Why did you want to go into the coffee business?
After 25 years in the restaurant business I thought it might be nice to get on the other side of the counter. I was looking for a business where I could use my experience and expertise in food service. I was a coffee nut and I was aware of the increasing popularity of espresso/cappuccino-based drinks. I also knew that it was difficult for the server or the bartender to make a consistent drink because of the complicated nature of the machinery. I researched systems that were virtually fast, simple and foolproof so that anyone could make a perfect drink every time.

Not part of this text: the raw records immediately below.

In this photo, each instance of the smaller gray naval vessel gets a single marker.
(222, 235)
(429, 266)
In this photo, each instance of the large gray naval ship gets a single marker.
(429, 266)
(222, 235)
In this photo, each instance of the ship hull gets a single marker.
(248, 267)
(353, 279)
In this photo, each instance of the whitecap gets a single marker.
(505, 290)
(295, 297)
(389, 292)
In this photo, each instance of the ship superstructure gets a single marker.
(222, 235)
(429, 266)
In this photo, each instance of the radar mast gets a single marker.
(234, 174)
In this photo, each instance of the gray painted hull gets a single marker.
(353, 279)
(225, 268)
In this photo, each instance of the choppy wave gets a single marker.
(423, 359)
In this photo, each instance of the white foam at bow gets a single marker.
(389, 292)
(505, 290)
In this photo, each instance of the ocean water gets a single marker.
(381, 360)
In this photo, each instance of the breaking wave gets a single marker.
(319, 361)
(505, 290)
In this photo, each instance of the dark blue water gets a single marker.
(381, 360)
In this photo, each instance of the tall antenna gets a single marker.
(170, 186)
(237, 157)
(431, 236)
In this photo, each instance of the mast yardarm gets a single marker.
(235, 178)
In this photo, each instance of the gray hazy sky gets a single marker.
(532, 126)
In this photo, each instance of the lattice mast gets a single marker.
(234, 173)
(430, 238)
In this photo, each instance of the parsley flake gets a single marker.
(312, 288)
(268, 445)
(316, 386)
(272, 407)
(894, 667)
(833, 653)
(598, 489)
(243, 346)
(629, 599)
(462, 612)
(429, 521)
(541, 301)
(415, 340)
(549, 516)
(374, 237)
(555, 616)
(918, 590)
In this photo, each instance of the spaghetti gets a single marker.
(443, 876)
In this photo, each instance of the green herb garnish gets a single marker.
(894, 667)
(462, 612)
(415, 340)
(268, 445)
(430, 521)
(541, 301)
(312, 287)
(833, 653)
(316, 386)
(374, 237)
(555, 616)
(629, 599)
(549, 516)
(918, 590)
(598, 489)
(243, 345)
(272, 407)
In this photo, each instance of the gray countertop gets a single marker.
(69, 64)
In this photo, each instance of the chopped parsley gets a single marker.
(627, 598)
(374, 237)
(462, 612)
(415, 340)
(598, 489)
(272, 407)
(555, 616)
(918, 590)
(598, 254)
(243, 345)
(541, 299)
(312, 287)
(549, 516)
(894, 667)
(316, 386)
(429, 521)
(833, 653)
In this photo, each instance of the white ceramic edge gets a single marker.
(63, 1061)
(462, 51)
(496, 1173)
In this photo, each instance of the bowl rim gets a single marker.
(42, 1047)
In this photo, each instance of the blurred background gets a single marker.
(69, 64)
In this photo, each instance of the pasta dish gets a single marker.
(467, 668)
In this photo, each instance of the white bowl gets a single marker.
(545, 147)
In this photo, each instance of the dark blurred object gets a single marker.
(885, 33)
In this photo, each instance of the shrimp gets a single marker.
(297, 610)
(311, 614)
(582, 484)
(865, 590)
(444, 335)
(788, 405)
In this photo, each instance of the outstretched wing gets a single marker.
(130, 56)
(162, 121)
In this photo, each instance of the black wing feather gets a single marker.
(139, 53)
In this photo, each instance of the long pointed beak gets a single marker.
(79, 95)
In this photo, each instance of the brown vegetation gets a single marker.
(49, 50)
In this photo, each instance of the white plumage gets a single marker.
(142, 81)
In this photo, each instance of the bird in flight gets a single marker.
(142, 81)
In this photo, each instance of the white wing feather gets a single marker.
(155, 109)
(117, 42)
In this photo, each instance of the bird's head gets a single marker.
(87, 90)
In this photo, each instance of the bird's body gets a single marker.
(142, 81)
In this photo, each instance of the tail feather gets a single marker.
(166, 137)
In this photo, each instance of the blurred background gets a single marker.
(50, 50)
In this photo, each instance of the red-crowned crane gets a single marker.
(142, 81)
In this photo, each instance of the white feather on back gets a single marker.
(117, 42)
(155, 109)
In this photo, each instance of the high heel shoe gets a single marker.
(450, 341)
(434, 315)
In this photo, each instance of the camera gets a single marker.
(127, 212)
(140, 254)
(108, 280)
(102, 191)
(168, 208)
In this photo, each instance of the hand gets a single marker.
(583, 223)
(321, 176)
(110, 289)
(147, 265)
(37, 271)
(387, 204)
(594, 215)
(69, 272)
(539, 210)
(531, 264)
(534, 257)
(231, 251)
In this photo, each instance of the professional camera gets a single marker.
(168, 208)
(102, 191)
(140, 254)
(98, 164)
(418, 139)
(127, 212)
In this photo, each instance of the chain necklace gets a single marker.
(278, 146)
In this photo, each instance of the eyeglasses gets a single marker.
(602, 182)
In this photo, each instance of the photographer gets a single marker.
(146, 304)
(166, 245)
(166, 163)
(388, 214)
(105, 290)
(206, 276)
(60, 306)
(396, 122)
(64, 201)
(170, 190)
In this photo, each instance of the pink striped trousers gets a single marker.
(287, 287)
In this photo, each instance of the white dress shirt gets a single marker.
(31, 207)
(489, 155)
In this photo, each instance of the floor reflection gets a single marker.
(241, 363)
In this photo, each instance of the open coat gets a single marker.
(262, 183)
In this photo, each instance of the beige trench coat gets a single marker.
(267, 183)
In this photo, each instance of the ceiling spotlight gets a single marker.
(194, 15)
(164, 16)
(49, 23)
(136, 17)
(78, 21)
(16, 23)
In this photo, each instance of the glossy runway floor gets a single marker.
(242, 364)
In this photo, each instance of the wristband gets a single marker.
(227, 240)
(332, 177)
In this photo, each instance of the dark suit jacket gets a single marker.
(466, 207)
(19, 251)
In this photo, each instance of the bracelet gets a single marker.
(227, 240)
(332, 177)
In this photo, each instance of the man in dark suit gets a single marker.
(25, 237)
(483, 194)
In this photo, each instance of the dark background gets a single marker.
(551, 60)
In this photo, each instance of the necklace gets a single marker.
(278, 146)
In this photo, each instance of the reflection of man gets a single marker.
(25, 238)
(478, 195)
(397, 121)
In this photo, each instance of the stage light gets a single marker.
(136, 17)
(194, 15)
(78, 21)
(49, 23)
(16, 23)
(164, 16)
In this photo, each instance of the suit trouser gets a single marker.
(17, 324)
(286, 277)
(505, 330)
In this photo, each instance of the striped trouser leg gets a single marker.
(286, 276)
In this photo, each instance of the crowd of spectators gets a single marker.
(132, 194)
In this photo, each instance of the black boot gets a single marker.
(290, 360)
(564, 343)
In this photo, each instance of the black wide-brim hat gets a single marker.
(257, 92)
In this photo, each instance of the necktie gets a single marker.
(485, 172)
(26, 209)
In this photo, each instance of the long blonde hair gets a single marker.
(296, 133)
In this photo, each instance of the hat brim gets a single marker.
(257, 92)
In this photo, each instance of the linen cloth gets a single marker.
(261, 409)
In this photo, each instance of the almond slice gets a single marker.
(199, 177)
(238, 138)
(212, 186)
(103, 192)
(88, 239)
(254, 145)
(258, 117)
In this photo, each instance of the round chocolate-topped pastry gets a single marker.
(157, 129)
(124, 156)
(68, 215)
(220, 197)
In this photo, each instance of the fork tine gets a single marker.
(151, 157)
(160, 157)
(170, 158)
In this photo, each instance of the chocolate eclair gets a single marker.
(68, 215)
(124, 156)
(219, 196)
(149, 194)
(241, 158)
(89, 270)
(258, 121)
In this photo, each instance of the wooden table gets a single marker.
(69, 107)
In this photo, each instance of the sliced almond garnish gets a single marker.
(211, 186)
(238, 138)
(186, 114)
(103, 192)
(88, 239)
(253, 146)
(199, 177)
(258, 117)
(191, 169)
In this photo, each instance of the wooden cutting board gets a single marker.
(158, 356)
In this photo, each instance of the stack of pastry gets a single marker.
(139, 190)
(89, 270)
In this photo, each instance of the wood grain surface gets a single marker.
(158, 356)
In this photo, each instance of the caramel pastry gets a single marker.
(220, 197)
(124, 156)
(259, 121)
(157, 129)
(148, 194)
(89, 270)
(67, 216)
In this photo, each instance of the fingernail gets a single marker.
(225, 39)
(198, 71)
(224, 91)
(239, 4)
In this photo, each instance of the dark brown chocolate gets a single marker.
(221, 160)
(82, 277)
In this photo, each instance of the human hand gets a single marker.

How does your system work?
We provide espresso/cappuccino systems for any food-service operators, restaurants, hotels and even businesses and offices. What is unique is we partner with our customers to ensure that they successfully sell espresso/cappuccino. We provide training in service, point-of-purchase materials, all the supplies that they need and selling techniques. We have also just introduced the Unimax 425si, the world's first commercial coffee machine that roasts, grinds and brews at the touch of a button.
What steps did you take to open the business?
We researched the espresso machines, most of which are made in Italy through their U.S. importers. I selected lines of equipment for ease of use.
What is the biggest thing you've learned about running a business?
That you can never give too much service to the customer. And that what differentiates you from anybody else is how you treat your customers.
How did you find out what coffees sell?
Traveling throughout the country, especially on the West Coast in San Francisco and Seattle, the coffee capital of the country, and attending trade shows such as the annual National Restaurant Association Show in Chicago.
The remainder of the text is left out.